Seattle, we have a problem.
With our latest municipal elections approaching soon and very soon, and our Chamber of Commerce already publicly declaring its intent to financially hijack the process once again for the benefit of the usual gang of local oligarchs, now’s truly the time to know our local political history — especially concerning our municipal establishment’s world-class failure to genuinely solve our city’s intersectionally metastasizing housing-affordability and homelessness crises.
Among those of us who’ve long followed Seattle municipal government and politics closely, that local policy war was waged long before last year’s absurd battle over the Employee Hours Tax (EHT), a.k.a. the head tax and/or the Amazon tax, whose abrupt repeal was clearly puppeteered by none other than Amazon overlord Jeff Bezos via nominal Seattle mayor Jenny Durkan. Given the feral feel-good fauxgressive rhetoric that’s already bubbling up from the vibrant local discursive slime as next month’s primary elections encroach — your ballots will arrive in your snailmailboxes later this week; watch for them — we’d all be wise to now consider that PACopalyptic municipal episode once more.
Journey — shall we, now? — back to November 2017, when the Seattle City Council convened a task force to consider potential progressive sources of public revenue with which to financially mitigate the crises in question. Seattle’s elite business community, including and especially Seattle Municipal Chamber of Commerce President & CEO Marilyn Strickland, was invited to participate in that noble civic endeavor — but collectively and crucially declined to do so.
After the EHT ordinance was formally introduced by the council on April 20, 2018, that same snowflake-infused big-business cabal soon launched the deceptively-named astroturf committee No Tax on Jobs to fight against the head tax by collecting signatures for a repeal referendum targeted for the forthcoming November 2018 Seattle ballot. When that committee’s campaign flexed its big-money muscle in Seattle City Hall during the following weeks, the Amazon fix was obviously in: the council unanimously passed a compromised version of the EHT on May 14, yet infamously repealed it abruptly on June 12 in a clandestinely organized eleventh-hour 7-2 vote.
One can only wonder today how much genuine opposition to the EHT actually existed within Seattle’s internal political discourse during spring 2018. Signatures from the No Tax on Jobs campaign, although submitted to the Seattle City Clerk’s Office, were never officially counted, and some of the campaign’s paid signature gatherers were caught on audio and video lying to potential petition signers about the actual facts of the tax, falsely claiming among other jive crimes that the EHT had then already taken effect — January 1, 2019, was the ordinance’s actual scheduled launch date — and that it would be directly collected from employees, rather than employers.
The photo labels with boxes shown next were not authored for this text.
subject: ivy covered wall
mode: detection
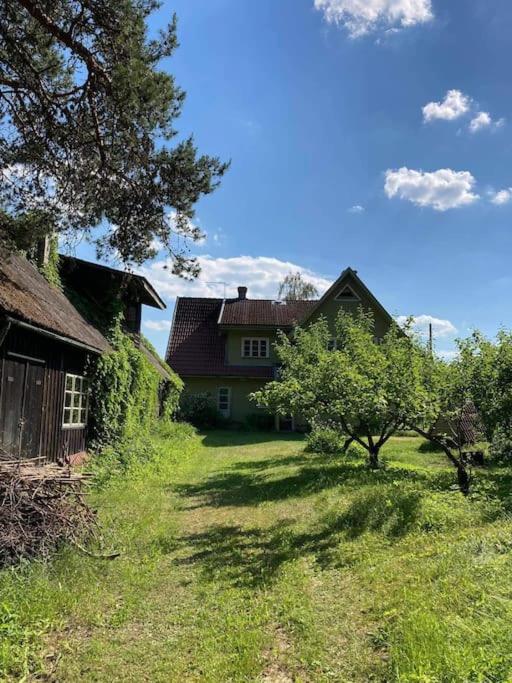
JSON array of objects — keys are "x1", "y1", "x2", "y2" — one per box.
[{"x1": 89, "y1": 318, "x2": 183, "y2": 448}]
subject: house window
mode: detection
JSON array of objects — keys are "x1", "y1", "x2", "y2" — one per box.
[
  {"x1": 62, "y1": 374, "x2": 89, "y2": 427},
  {"x1": 242, "y1": 337, "x2": 269, "y2": 358},
  {"x1": 217, "y1": 387, "x2": 231, "y2": 417}
]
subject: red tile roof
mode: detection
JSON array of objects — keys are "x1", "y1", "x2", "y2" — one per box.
[
  {"x1": 167, "y1": 297, "x2": 296, "y2": 379},
  {"x1": 219, "y1": 299, "x2": 316, "y2": 327}
]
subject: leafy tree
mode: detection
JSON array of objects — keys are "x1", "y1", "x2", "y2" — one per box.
[
  {"x1": 277, "y1": 271, "x2": 318, "y2": 301},
  {"x1": 0, "y1": 0, "x2": 227, "y2": 276},
  {"x1": 253, "y1": 309, "x2": 428, "y2": 468},
  {"x1": 408, "y1": 353, "x2": 481, "y2": 495},
  {"x1": 459, "y1": 330, "x2": 512, "y2": 457}
]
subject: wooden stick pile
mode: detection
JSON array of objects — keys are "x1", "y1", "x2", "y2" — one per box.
[{"x1": 0, "y1": 452, "x2": 96, "y2": 566}]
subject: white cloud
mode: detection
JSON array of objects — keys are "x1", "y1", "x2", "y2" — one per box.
[
  {"x1": 423, "y1": 90, "x2": 471, "y2": 122},
  {"x1": 469, "y1": 111, "x2": 505, "y2": 133},
  {"x1": 142, "y1": 320, "x2": 171, "y2": 332},
  {"x1": 384, "y1": 167, "x2": 479, "y2": 211},
  {"x1": 469, "y1": 111, "x2": 492, "y2": 133},
  {"x1": 491, "y1": 187, "x2": 512, "y2": 206},
  {"x1": 396, "y1": 314, "x2": 457, "y2": 338},
  {"x1": 138, "y1": 255, "x2": 332, "y2": 300},
  {"x1": 315, "y1": 0, "x2": 434, "y2": 38}
]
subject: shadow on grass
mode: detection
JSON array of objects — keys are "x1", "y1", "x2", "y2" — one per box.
[
  {"x1": 178, "y1": 487, "x2": 421, "y2": 588},
  {"x1": 174, "y1": 458, "x2": 429, "y2": 510},
  {"x1": 201, "y1": 429, "x2": 304, "y2": 448}
]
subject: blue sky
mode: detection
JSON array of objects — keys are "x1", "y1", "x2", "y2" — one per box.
[{"x1": 71, "y1": 0, "x2": 512, "y2": 360}]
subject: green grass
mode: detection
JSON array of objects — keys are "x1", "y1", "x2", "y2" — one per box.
[{"x1": 0, "y1": 429, "x2": 512, "y2": 683}]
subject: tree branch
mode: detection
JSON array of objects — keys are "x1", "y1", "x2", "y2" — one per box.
[{"x1": 17, "y1": 0, "x2": 112, "y2": 93}]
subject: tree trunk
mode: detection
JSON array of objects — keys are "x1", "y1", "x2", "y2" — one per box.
[
  {"x1": 457, "y1": 463, "x2": 471, "y2": 496},
  {"x1": 343, "y1": 437, "x2": 354, "y2": 453},
  {"x1": 368, "y1": 446, "x2": 380, "y2": 470}
]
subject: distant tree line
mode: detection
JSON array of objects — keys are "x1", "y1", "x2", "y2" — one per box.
[{"x1": 252, "y1": 309, "x2": 512, "y2": 494}]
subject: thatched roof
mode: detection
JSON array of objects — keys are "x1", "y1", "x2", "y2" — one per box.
[{"x1": 0, "y1": 254, "x2": 110, "y2": 353}]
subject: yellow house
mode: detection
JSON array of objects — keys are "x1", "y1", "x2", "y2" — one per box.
[{"x1": 166, "y1": 268, "x2": 392, "y2": 429}]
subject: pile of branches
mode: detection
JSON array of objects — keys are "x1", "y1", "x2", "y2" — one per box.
[{"x1": 0, "y1": 452, "x2": 97, "y2": 566}]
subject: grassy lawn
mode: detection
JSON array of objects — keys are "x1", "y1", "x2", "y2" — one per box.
[{"x1": 0, "y1": 432, "x2": 512, "y2": 683}]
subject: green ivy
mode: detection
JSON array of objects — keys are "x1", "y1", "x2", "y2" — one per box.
[
  {"x1": 89, "y1": 316, "x2": 183, "y2": 449},
  {"x1": 39, "y1": 232, "x2": 62, "y2": 289}
]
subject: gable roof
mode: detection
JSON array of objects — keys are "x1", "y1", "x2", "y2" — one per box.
[
  {"x1": 166, "y1": 268, "x2": 393, "y2": 379},
  {"x1": 0, "y1": 254, "x2": 110, "y2": 353},
  {"x1": 302, "y1": 267, "x2": 393, "y2": 323},
  {"x1": 59, "y1": 254, "x2": 167, "y2": 310},
  {"x1": 166, "y1": 297, "x2": 272, "y2": 379},
  {"x1": 218, "y1": 299, "x2": 316, "y2": 327}
]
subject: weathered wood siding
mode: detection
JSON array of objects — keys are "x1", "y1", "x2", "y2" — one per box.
[{"x1": 0, "y1": 326, "x2": 91, "y2": 462}]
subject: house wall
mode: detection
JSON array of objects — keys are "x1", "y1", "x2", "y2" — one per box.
[
  {"x1": 226, "y1": 329, "x2": 277, "y2": 367},
  {"x1": 310, "y1": 277, "x2": 389, "y2": 337},
  {"x1": 184, "y1": 377, "x2": 272, "y2": 422},
  {"x1": 0, "y1": 326, "x2": 91, "y2": 462}
]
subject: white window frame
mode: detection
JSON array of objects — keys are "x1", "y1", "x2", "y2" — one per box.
[
  {"x1": 62, "y1": 372, "x2": 89, "y2": 429},
  {"x1": 241, "y1": 337, "x2": 270, "y2": 358},
  {"x1": 217, "y1": 387, "x2": 231, "y2": 417}
]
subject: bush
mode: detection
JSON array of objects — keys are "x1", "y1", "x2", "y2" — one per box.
[
  {"x1": 178, "y1": 392, "x2": 222, "y2": 429},
  {"x1": 306, "y1": 427, "x2": 345, "y2": 454},
  {"x1": 489, "y1": 427, "x2": 512, "y2": 462},
  {"x1": 245, "y1": 413, "x2": 275, "y2": 432}
]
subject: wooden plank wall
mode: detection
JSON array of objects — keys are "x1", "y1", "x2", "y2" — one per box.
[{"x1": 0, "y1": 326, "x2": 87, "y2": 462}]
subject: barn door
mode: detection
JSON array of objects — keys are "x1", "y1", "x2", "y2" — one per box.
[
  {"x1": 20, "y1": 363, "x2": 44, "y2": 458},
  {"x1": 0, "y1": 356, "x2": 44, "y2": 458}
]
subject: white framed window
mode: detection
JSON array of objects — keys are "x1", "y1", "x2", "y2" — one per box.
[
  {"x1": 242, "y1": 337, "x2": 270, "y2": 358},
  {"x1": 217, "y1": 387, "x2": 231, "y2": 417},
  {"x1": 62, "y1": 373, "x2": 89, "y2": 428}
]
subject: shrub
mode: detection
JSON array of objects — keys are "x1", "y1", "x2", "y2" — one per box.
[
  {"x1": 306, "y1": 426, "x2": 345, "y2": 455},
  {"x1": 245, "y1": 413, "x2": 274, "y2": 432},
  {"x1": 178, "y1": 392, "x2": 225, "y2": 429},
  {"x1": 489, "y1": 427, "x2": 512, "y2": 462},
  {"x1": 345, "y1": 441, "x2": 367, "y2": 460}
]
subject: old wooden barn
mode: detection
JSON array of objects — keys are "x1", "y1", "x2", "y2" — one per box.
[{"x1": 0, "y1": 254, "x2": 166, "y2": 463}]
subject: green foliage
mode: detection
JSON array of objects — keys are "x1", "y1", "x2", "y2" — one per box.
[
  {"x1": 277, "y1": 271, "x2": 318, "y2": 301},
  {"x1": 459, "y1": 330, "x2": 512, "y2": 444},
  {"x1": 306, "y1": 426, "x2": 345, "y2": 455},
  {"x1": 89, "y1": 319, "x2": 183, "y2": 450},
  {"x1": 0, "y1": 436, "x2": 512, "y2": 683},
  {"x1": 0, "y1": 209, "x2": 53, "y2": 252},
  {"x1": 179, "y1": 392, "x2": 225, "y2": 429},
  {"x1": 489, "y1": 425, "x2": 512, "y2": 465},
  {"x1": 39, "y1": 232, "x2": 62, "y2": 289},
  {"x1": 252, "y1": 309, "x2": 429, "y2": 466},
  {"x1": 0, "y1": 0, "x2": 227, "y2": 276}
]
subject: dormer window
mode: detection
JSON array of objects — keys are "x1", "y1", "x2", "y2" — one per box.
[
  {"x1": 336, "y1": 285, "x2": 360, "y2": 301},
  {"x1": 242, "y1": 337, "x2": 270, "y2": 358}
]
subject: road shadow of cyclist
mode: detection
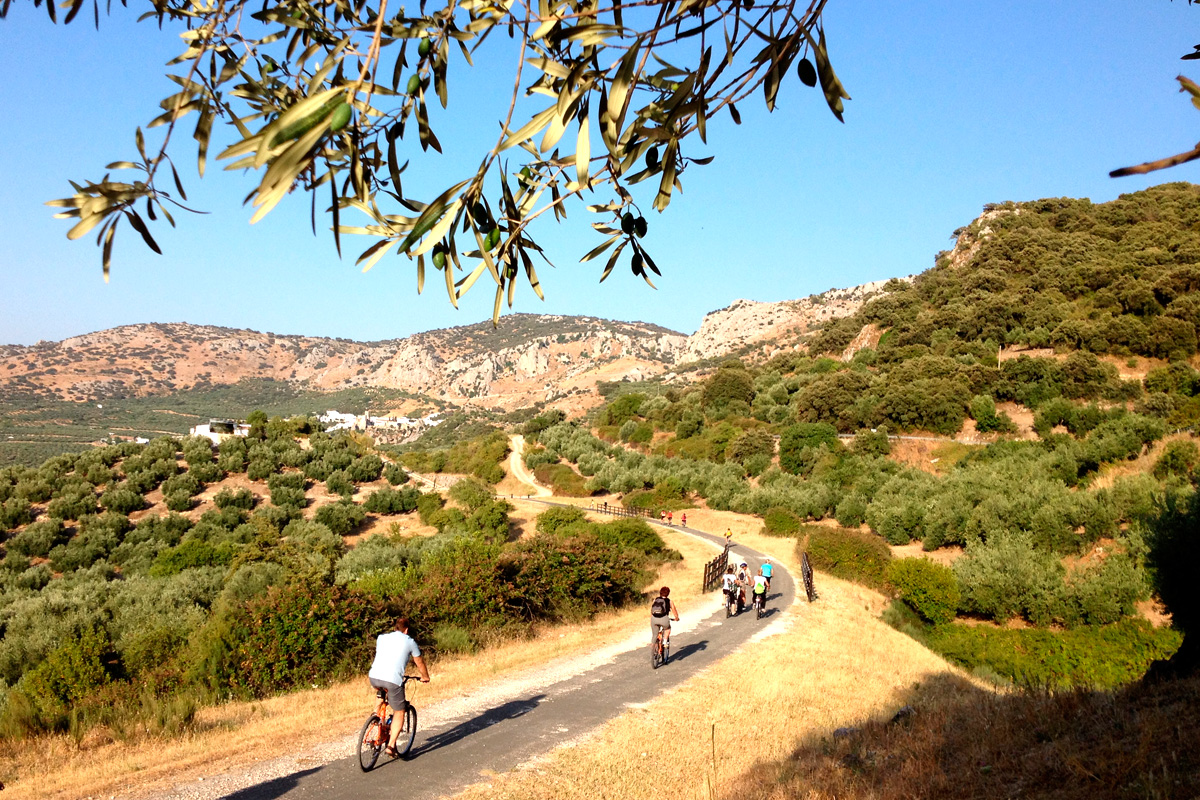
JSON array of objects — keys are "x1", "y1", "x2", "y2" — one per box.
[
  {"x1": 403, "y1": 694, "x2": 546, "y2": 760},
  {"x1": 221, "y1": 765, "x2": 325, "y2": 800},
  {"x1": 671, "y1": 639, "x2": 708, "y2": 662}
]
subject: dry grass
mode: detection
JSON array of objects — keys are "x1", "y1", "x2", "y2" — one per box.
[
  {"x1": 453, "y1": 510, "x2": 965, "y2": 800},
  {"x1": 0, "y1": 520, "x2": 714, "y2": 800},
  {"x1": 721, "y1": 676, "x2": 1200, "y2": 800}
]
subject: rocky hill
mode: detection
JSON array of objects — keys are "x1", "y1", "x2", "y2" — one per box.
[
  {"x1": 680, "y1": 276, "x2": 912, "y2": 362},
  {"x1": 0, "y1": 314, "x2": 686, "y2": 408},
  {"x1": 0, "y1": 282, "x2": 912, "y2": 409}
]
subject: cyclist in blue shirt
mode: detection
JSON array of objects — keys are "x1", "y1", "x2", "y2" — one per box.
[{"x1": 367, "y1": 616, "x2": 430, "y2": 756}]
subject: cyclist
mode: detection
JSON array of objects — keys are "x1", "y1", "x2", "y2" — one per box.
[
  {"x1": 650, "y1": 587, "x2": 679, "y2": 645},
  {"x1": 367, "y1": 616, "x2": 430, "y2": 756},
  {"x1": 738, "y1": 561, "x2": 750, "y2": 614},
  {"x1": 721, "y1": 564, "x2": 738, "y2": 606},
  {"x1": 754, "y1": 567, "x2": 767, "y2": 610}
]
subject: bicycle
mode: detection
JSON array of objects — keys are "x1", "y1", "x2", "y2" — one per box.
[
  {"x1": 800, "y1": 553, "x2": 817, "y2": 603},
  {"x1": 358, "y1": 675, "x2": 418, "y2": 772},
  {"x1": 650, "y1": 628, "x2": 671, "y2": 669}
]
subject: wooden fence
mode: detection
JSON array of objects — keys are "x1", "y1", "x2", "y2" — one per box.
[{"x1": 701, "y1": 545, "x2": 730, "y2": 591}]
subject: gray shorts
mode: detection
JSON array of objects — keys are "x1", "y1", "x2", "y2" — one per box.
[{"x1": 371, "y1": 678, "x2": 404, "y2": 711}]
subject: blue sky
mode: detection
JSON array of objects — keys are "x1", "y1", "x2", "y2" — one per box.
[{"x1": 0, "y1": 0, "x2": 1200, "y2": 344}]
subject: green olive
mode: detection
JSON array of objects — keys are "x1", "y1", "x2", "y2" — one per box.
[{"x1": 329, "y1": 103, "x2": 350, "y2": 132}]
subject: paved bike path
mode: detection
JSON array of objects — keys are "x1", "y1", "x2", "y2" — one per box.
[{"x1": 224, "y1": 525, "x2": 796, "y2": 800}]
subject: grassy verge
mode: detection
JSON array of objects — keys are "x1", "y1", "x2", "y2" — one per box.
[
  {"x1": 883, "y1": 601, "x2": 1183, "y2": 690},
  {"x1": 718, "y1": 676, "x2": 1200, "y2": 800}
]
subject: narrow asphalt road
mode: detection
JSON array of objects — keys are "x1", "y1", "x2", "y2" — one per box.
[{"x1": 226, "y1": 525, "x2": 794, "y2": 800}]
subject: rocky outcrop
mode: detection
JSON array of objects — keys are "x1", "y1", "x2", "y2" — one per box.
[
  {"x1": 0, "y1": 314, "x2": 686, "y2": 407},
  {"x1": 679, "y1": 276, "x2": 912, "y2": 362}
]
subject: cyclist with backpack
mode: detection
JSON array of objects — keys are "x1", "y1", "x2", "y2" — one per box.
[
  {"x1": 650, "y1": 587, "x2": 679, "y2": 645},
  {"x1": 721, "y1": 564, "x2": 738, "y2": 606},
  {"x1": 754, "y1": 567, "x2": 767, "y2": 610}
]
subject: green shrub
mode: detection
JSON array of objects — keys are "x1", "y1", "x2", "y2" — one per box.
[
  {"x1": 1154, "y1": 439, "x2": 1200, "y2": 479},
  {"x1": 362, "y1": 486, "x2": 421, "y2": 515},
  {"x1": 7, "y1": 517, "x2": 71, "y2": 558},
  {"x1": 209, "y1": 582, "x2": 384, "y2": 697},
  {"x1": 383, "y1": 464, "x2": 408, "y2": 486},
  {"x1": 834, "y1": 492, "x2": 870, "y2": 528},
  {"x1": 416, "y1": 492, "x2": 446, "y2": 525},
  {"x1": 796, "y1": 525, "x2": 892, "y2": 589},
  {"x1": 100, "y1": 486, "x2": 146, "y2": 515},
  {"x1": 886, "y1": 558, "x2": 962, "y2": 625},
  {"x1": 271, "y1": 482, "x2": 308, "y2": 509},
  {"x1": 212, "y1": 487, "x2": 254, "y2": 511},
  {"x1": 534, "y1": 464, "x2": 594, "y2": 498},
  {"x1": 163, "y1": 489, "x2": 194, "y2": 511},
  {"x1": 46, "y1": 489, "x2": 97, "y2": 519},
  {"x1": 925, "y1": 619, "x2": 1182, "y2": 690},
  {"x1": 325, "y1": 469, "x2": 354, "y2": 498},
  {"x1": 433, "y1": 625, "x2": 475, "y2": 654},
  {"x1": 248, "y1": 458, "x2": 275, "y2": 481},
  {"x1": 762, "y1": 506, "x2": 802, "y2": 536},
  {"x1": 0, "y1": 498, "x2": 34, "y2": 531},
  {"x1": 535, "y1": 506, "x2": 587, "y2": 535}
]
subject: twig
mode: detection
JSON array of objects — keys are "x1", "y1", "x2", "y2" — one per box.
[{"x1": 1109, "y1": 144, "x2": 1200, "y2": 178}]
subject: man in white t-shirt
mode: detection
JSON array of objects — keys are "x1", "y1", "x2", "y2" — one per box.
[{"x1": 367, "y1": 616, "x2": 430, "y2": 754}]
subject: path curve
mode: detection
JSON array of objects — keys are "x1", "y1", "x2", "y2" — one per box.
[
  {"x1": 221, "y1": 522, "x2": 796, "y2": 800},
  {"x1": 509, "y1": 434, "x2": 554, "y2": 498}
]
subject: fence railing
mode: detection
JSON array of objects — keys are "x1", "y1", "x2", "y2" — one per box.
[
  {"x1": 588, "y1": 503, "x2": 658, "y2": 519},
  {"x1": 701, "y1": 545, "x2": 730, "y2": 591}
]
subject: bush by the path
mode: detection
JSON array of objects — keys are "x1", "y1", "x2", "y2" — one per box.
[
  {"x1": 884, "y1": 558, "x2": 961, "y2": 625},
  {"x1": 796, "y1": 525, "x2": 892, "y2": 590}
]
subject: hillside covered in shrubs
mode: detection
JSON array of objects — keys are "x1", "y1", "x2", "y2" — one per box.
[{"x1": 0, "y1": 415, "x2": 678, "y2": 744}]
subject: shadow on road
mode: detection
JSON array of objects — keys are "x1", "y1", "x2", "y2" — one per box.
[
  {"x1": 406, "y1": 694, "x2": 546, "y2": 760},
  {"x1": 221, "y1": 766, "x2": 325, "y2": 800},
  {"x1": 671, "y1": 639, "x2": 708, "y2": 663}
]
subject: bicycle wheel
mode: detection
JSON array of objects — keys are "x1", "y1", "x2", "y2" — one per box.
[
  {"x1": 359, "y1": 714, "x2": 388, "y2": 772},
  {"x1": 800, "y1": 553, "x2": 817, "y2": 603},
  {"x1": 396, "y1": 703, "x2": 416, "y2": 758}
]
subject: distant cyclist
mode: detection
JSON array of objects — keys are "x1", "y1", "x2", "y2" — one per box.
[
  {"x1": 738, "y1": 561, "x2": 750, "y2": 613},
  {"x1": 367, "y1": 616, "x2": 430, "y2": 756},
  {"x1": 650, "y1": 587, "x2": 679, "y2": 644},
  {"x1": 721, "y1": 564, "x2": 738, "y2": 606},
  {"x1": 754, "y1": 567, "x2": 767, "y2": 610}
]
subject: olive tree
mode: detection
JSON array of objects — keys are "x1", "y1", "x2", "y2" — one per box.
[{"x1": 11, "y1": 0, "x2": 848, "y2": 320}]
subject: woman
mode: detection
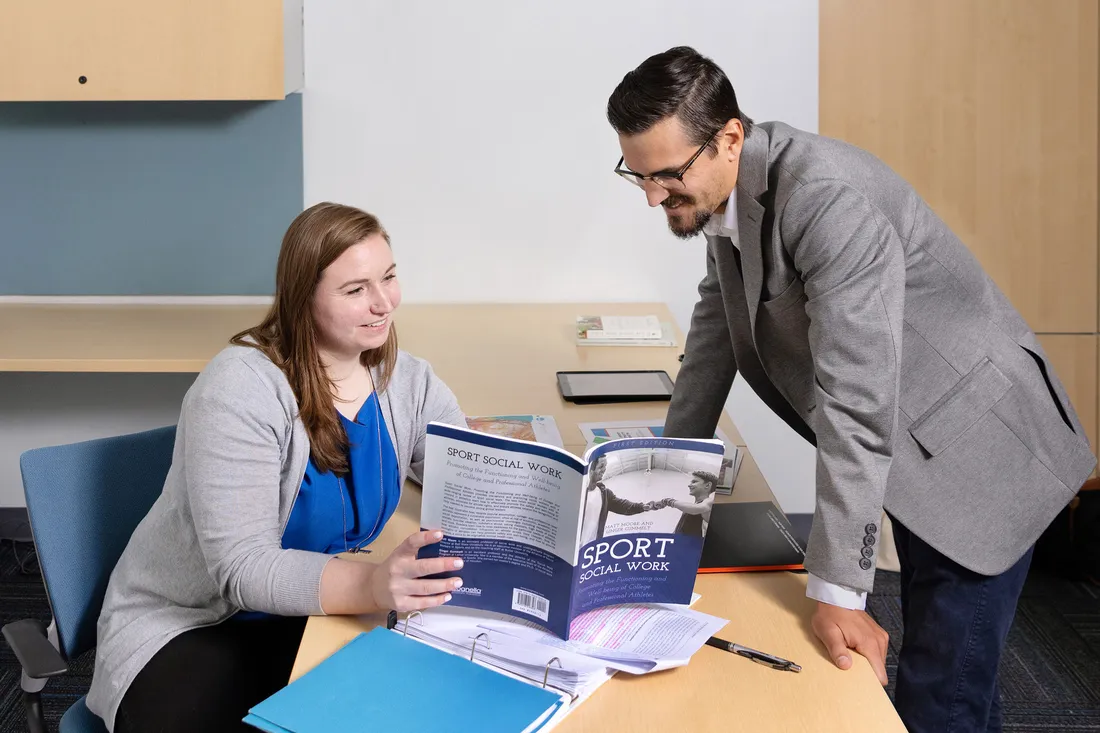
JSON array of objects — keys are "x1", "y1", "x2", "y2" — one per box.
[{"x1": 88, "y1": 204, "x2": 464, "y2": 733}]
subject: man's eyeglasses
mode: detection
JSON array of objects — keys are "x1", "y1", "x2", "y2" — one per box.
[{"x1": 615, "y1": 130, "x2": 721, "y2": 190}]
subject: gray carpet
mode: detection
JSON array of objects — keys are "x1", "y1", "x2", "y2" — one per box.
[{"x1": 0, "y1": 543, "x2": 1100, "y2": 733}]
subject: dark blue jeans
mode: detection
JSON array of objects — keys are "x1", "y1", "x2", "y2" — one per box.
[{"x1": 890, "y1": 517, "x2": 1032, "y2": 733}]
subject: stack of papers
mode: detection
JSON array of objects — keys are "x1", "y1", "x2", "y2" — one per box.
[
  {"x1": 466, "y1": 415, "x2": 564, "y2": 448},
  {"x1": 396, "y1": 606, "x2": 614, "y2": 700},
  {"x1": 397, "y1": 593, "x2": 729, "y2": 677},
  {"x1": 578, "y1": 419, "x2": 745, "y2": 496},
  {"x1": 576, "y1": 316, "x2": 677, "y2": 347}
]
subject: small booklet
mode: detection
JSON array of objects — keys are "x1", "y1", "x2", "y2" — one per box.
[
  {"x1": 576, "y1": 316, "x2": 662, "y2": 341},
  {"x1": 578, "y1": 419, "x2": 745, "y2": 496},
  {"x1": 576, "y1": 316, "x2": 677, "y2": 347},
  {"x1": 420, "y1": 423, "x2": 724, "y2": 639},
  {"x1": 466, "y1": 415, "x2": 563, "y2": 448}
]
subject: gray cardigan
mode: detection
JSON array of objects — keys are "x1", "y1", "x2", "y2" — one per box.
[{"x1": 87, "y1": 346, "x2": 464, "y2": 731}]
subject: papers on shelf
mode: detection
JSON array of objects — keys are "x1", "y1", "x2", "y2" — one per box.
[
  {"x1": 576, "y1": 316, "x2": 677, "y2": 347},
  {"x1": 578, "y1": 419, "x2": 745, "y2": 495},
  {"x1": 466, "y1": 415, "x2": 564, "y2": 448}
]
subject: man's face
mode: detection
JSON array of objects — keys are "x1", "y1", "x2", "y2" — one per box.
[
  {"x1": 688, "y1": 475, "x2": 711, "y2": 499},
  {"x1": 619, "y1": 116, "x2": 743, "y2": 239}
]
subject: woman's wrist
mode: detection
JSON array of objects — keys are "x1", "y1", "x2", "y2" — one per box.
[{"x1": 321, "y1": 557, "x2": 378, "y2": 615}]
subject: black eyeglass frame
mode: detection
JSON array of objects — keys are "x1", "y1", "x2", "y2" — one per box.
[{"x1": 615, "y1": 128, "x2": 722, "y2": 188}]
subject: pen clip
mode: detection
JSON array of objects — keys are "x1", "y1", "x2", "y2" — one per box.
[{"x1": 735, "y1": 646, "x2": 802, "y2": 671}]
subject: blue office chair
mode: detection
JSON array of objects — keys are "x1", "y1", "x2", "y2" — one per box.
[{"x1": 2, "y1": 426, "x2": 176, "y2": 733}]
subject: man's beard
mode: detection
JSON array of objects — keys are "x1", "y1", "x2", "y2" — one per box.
[{"x1": 661, "y1": 195, "x2": 711, "y2": 239}]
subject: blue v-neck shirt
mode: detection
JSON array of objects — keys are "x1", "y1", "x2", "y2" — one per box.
[
  {"x1": 283, "y1": 394, "x2": 400, "y2": 555},
  {"x1": 234, "y1": 394, "x2": 400, "y2": 619}
]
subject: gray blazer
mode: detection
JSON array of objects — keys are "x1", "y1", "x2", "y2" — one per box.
[
  {"x1": 667, "y1": 123, "x2": 1096, "y2": 591},
  {"x1": 88, "y1": 346, "x2": 465, "y2": 731}
]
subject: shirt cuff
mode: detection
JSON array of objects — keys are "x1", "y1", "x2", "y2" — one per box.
[{"x1": 806, "y1": 572, "x2": 867, "y2": 611}]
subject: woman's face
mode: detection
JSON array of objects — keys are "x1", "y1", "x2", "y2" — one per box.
[{"x1": 314, "y1": 234, "x2": 402, "y2": 359}]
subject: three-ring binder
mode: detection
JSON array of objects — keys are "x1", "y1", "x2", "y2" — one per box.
[{"x1": 386, "y1": 611, "x2": 580, "y2": 704}]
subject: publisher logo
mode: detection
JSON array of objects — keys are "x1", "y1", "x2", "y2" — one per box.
[{"x1": 451, "y1": 586, "x2": 481, "y2": 595}]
After the legendarily contentious council meeting during which the EHT was repealed, council members Mike O’Brien and Teresa Mosqueda provided critical comments to the press concerning the No Tax on Jobs campaign. “What this has proven is that various components of our community have the power to stop things,” said O’Brien. “This is less about the tax, and more about a referendum on the city council, and wanting to unseat council members,” said Mosqueda.
Indeed, our fair city’s infamous longtime political fixer Tim “The Shark” Ceis was a key consultant for the No Tax on Jobs committee. “What do we want?” Ceis reportedly said, according to minutes later leaked to the local alternative press, during an effectively clandestine spring 2018 Downtown Seattle Association meeting concerning the EHT. “A new city council,” was his rascally rhetorical reply.
On June 11, 2019, The Oligarchal Oracle Om-chanted that certain local powerhouse private-sector donors, including and especially Amazon and Microsoft, have pledged $48.8 million to the Seattle nonprofit organization Plymouth Housing Group to help build supportive housing for citizens exiting homelessness. While evidently benevolent, the symbolism of the gesture was rather uncanny, since the gift was announced almost exactly one year after the EHT’s repeal.
Consider now contextually the difference between such performative corporate philanthropy and consistent public revenue that accountable democratically-elected governments can rely upon and plan ahead with on behalf of their constituents. AmaSoft & Friends’ disingenuous gift would only tentatively approach what the EHT would have generated each fiscal year — and even that proposed $48.8 million amount would be significantly less than the $75 million yearly amount proposed by the original EHT legislation. Who’s your true sugar daddy, Seattle?
Just say no to Bezosism: reject corporate philanthropy; demand economic democracy.